Read an Academic Passage

The Concept of Supply and Demand

The law of supply and demand is a fundamental concept in economics that explains how prices are determined in a market economy. The principle consists of two interconnected parts: the law of demand and the law of supply. The law of demand states that, all else being equal, as the price of a product increases, the quantity demanded by consumers will decrease. Conversely, as the price decreases, the quantity demanded will increase. This is because consumers are generally more willing to buy a product when it is cheaper.

The law of supply represents the producer's perspective. It states that, all else being equal, as the price of a product increases, the quantity supplied by producers will also increase. Producers are motivated by profit, so they are more willing to produce and sell more of a good when they can sell it for a higher price. A lower price, on the other hand, reduces the incentive to produce, leading to a smaller quantity being supplied to the market.

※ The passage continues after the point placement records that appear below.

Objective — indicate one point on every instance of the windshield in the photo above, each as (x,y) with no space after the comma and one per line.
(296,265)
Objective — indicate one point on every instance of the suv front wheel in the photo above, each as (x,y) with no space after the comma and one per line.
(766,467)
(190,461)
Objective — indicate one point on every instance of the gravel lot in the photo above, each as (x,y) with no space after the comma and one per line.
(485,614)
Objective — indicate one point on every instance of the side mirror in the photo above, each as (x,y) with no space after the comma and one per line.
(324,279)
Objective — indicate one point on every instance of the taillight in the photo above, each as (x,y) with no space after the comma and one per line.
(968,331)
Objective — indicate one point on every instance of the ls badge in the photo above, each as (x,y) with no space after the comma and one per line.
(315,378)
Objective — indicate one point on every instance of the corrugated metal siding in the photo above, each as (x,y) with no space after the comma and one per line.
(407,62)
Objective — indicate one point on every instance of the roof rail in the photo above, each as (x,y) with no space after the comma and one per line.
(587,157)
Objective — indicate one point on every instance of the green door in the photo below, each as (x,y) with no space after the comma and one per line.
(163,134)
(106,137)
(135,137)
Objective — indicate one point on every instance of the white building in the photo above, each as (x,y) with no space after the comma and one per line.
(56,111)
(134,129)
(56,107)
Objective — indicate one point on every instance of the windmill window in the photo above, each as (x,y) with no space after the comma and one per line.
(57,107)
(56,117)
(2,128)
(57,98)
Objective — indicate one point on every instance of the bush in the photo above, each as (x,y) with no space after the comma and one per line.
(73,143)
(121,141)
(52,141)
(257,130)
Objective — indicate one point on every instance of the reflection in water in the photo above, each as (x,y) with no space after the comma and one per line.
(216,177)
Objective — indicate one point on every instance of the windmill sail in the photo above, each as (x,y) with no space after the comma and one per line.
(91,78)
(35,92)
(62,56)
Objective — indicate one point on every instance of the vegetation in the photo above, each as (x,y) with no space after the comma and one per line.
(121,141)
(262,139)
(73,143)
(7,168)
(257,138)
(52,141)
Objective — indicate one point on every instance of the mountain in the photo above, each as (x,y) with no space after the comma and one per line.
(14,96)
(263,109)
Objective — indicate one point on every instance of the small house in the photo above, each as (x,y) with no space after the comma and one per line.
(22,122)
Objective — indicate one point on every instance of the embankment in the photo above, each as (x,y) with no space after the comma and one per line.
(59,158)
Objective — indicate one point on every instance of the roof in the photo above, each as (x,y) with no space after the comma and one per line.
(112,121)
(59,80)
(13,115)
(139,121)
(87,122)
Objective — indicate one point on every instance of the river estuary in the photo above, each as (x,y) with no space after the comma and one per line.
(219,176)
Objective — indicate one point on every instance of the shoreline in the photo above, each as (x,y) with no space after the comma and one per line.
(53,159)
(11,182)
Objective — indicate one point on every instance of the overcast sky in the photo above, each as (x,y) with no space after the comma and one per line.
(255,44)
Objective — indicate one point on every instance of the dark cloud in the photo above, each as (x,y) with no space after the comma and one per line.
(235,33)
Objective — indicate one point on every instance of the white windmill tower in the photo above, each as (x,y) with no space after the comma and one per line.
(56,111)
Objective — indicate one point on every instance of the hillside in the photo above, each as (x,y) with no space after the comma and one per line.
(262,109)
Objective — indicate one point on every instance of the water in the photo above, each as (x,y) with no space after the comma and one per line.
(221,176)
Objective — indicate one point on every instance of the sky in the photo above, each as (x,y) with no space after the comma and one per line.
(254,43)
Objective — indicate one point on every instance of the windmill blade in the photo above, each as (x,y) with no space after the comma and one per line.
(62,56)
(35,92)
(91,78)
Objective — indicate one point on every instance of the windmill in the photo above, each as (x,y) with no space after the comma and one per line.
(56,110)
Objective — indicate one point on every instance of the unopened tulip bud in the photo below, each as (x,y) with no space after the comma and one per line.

The interaction of these two laws determines the market equilibrium—the point where the quantity that consumers are willing to buy is exactly equal to the quantity that producers are willing to sell. This intersection determines the equilibrium price and quantity for that good or service. If the price is too high, a surplus occurs because supply exceeds demand. If the price is too low, a shortage occurs because demand exceeds supply. The market naturally tends to move toward this equilibrium point.

1. What is the main purpose of the passage?
A) To argue for government control over prices.
B) To explain the basic principles of supply and demand.
C) To discuss the history of economic thought.
D) To provide a detailed guide for investing in the stock market.
2. The word 'incentive' in the passage is closest in meaning to...
A) difficulty
B) motivation
C) cost
D) rule
3. What can be inferred from the passage?
A) Producers and consumers have the same goals in a market.
B) Market prices are random and cannot be explained.
C) A very low price for a popular item may lead to it being unavailable.
D) Governments always set the equilibrium price for goods.
4. According to the passage, what happens to consumer demand when a product's price goes down?
A) It stays the same.
B) It decreases.
C) It becomes unpredictable.
D) It increases.
5. What does paragraph 3 describe?
A) The historical origins of economic theory.
B) The role of government in regulating markets.
C) How supply and demand interact to set market prices.
D) The exceptions to the law of supply.